Despite the problems I had faced, the Regional Hospice Center was opened in 2002 on the location in 1 Hirčeva Street, as a center for hospice home volunteers. In 2004, this center 'provided care for more than 200 residents and their families. In 2003, thanks to the Committee for Palliative Care (which I chaired) of the Ministry of Health, we entered in the Health Insurance Act. On the primary health care level it enabled the opening of the "Facilities for Palliative Care": 1.interdisciplinary team (doctor, nurse, social worker, physical therapist), 2. outpatients department for pain and palliative care 3. daily hospice stay. The proposal for the hospice as a "special hospital" at the secondary level was not accepted then.

A regular collaboration with David Oliver and the University of Kent has developed in the form of a multi-specialist oneweek courses in palliative care, which he held with three other associates. More important was the launch of regular classes in English part of the School of Medicine,Zagreb, as an elective subject "End of Life Care." We translated and published a number of books and booklets. I wrote over a hundred articles, some of them were particularly well-received abroad. It was primarily the article "Key ethical debate in hospice palliative care" [5]. We had been publishing a magazine ''BILTEN for Palliative Medicine / care for five years, and later I launched a website, wrote a number of projects to financiers abroad and domestically, and prepared the Declaration on palliative care. I made a draft of a strategic plan, and a new section in the Law on Health Insurance, etc.

In 2009, exhausted, I decided to withdraw. I hope, however, that in 2017 we will reach the development of basic attitudes for which I fought for so many years."In the hope we live, in the hope we die ..." It is important that we respect the truth in every day life, this respect inspires trust, which allows us to penetrate into the depth of the secret of life and death.
ReferencesTop
  1. Wodarg W.Palliative care: a model for innovative health and social policies.
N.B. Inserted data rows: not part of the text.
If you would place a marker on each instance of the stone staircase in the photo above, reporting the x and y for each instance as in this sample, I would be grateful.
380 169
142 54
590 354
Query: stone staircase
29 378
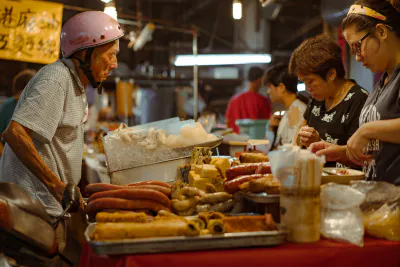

CEE&FSU Newsletter, Vol.V.No.1, February, 2009.
  2. Jušić A. Palliative care: a model for the reform of health and social politics. Author review of the report by Wolfgang Wodarg, the Parliament Assembly of the Council of Europe. Medix, 2009;82:178- 181.
  3. Jušić A, Oliver D. Establishing palliative care in Croatia: memories of a pioneer. European Journal of palliative care, 2016; 23(4):196-199.
  4. Two lives of Anica Jušić. The development of neurology and the hospice movement in Croatia during the second half of the 20th century. ed. Marko Pećina and Stella Fatović Ferenčić; Croatian Academy of Sciences and Arts, Zagreb, 2014.
  5. Jušić A. Key ethical debate in hospice / palliative care. Acta Med Croat. 2008;62(5):447-454.